A sequência continuou dentro do elevador. Novos atos de violência foram registrados no curto trajeto até o 10º andar. As câmeras flagraram movimentos bruscos que reforçam a continuidade de uma discussão que se transformou rapidamente em agressão. Esse registro se tornou fundamental para os investigadores, que passaram a trabalhar com a hipótese de que os momentos finais de Katiane foram marcados por episódios repetidos de violência.

Pouco tempo depois de o casal entrar no apartamento, a queda da jovem do 10º andar foi registrada pelos moradores e pela equipe de segurança. O socorro foi imediato, mas ela não resistiu aos ferimentos provocados pelo impacto. A proximidade temporal entre a chegada ao prédio, as agressões e a queda reforçou o alerta para possíveis inconsistências no relato inicial apresentado pelo marido.

Conforme depoimentos e imagens foram reunidos, a Polícia Civil montou uma linha do tempo que se mostrou incompatível com a versão apresentada por Alex. O histórico do fim de semana, aliado às gravações, levou as autoridades a aprofundar diligências e solicitar perícia minuciosa em diversos pontos do edifício.

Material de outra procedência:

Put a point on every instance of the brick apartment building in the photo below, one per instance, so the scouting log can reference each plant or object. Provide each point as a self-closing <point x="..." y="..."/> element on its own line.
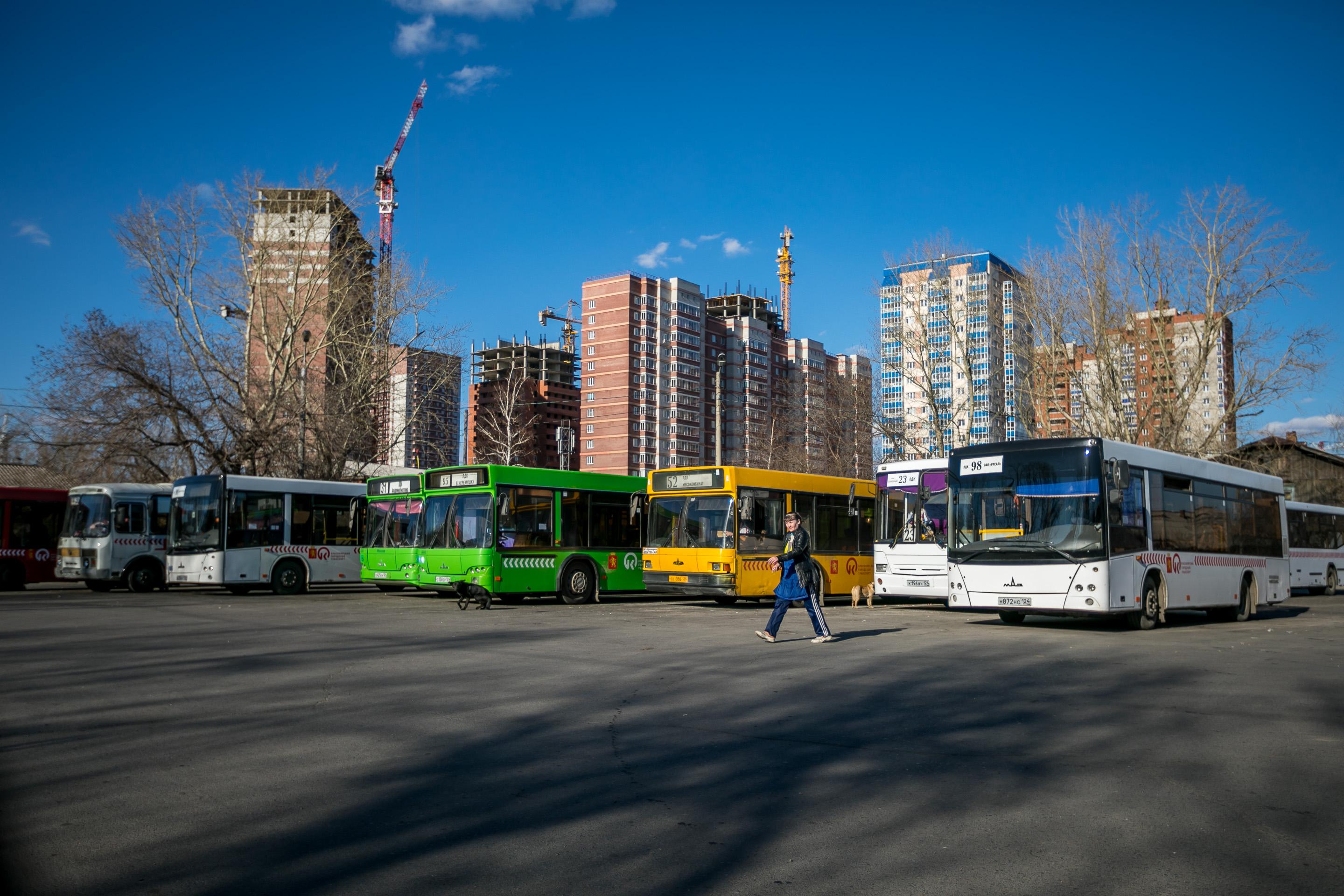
<point x="647" y="370"/>
<point x="549" y="399"/>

Reviravolta na investigação leva à prisão do marido como suspeito

Mesmo diante dos registros coletados, Alex compareceu ao velório da esposa e, segundo testemunhas, chorou durante a despedida. A postura, entretanto, chamou a atenção da equipe policial, já que contrastava diretamente com as evidências já analisadas. A investigação avaliou que o comportamento público e o conteúdo das gravações não se alinhavam, reforçando a necessidade de conduzir o caso com cautela e rigor técnico.

A partir da análise dos vídeos, do histórico do casal e dos depoimentos colhidos, a Polícia Civil passou a tratar o episódio como resultado de um ciclo de violência que se intensificou nas últimas horas de vida de Katiane. O conjunto de indícios formou um panorama sólido, permitindo que os investigadores concluíssem a primeira etapa da apuração. Diante disso, Alex Leandro Bispo dos Santos foi detido nesta terça-feira (9) como principal suspeito de envolvimento direto na morte da jovem.

O caso segue sob investigação, mas as autoridades afirmam que o material reunido até agora oferece um quadro robusto sobre a sequência de eventos que levou ao desfecho fatal. A morte de Katiane reacende discussões sobre violência doméstica, reforçando a importância de identificar sinais de risco e incentivar denúncias que possam evitar tragédias semelhantes.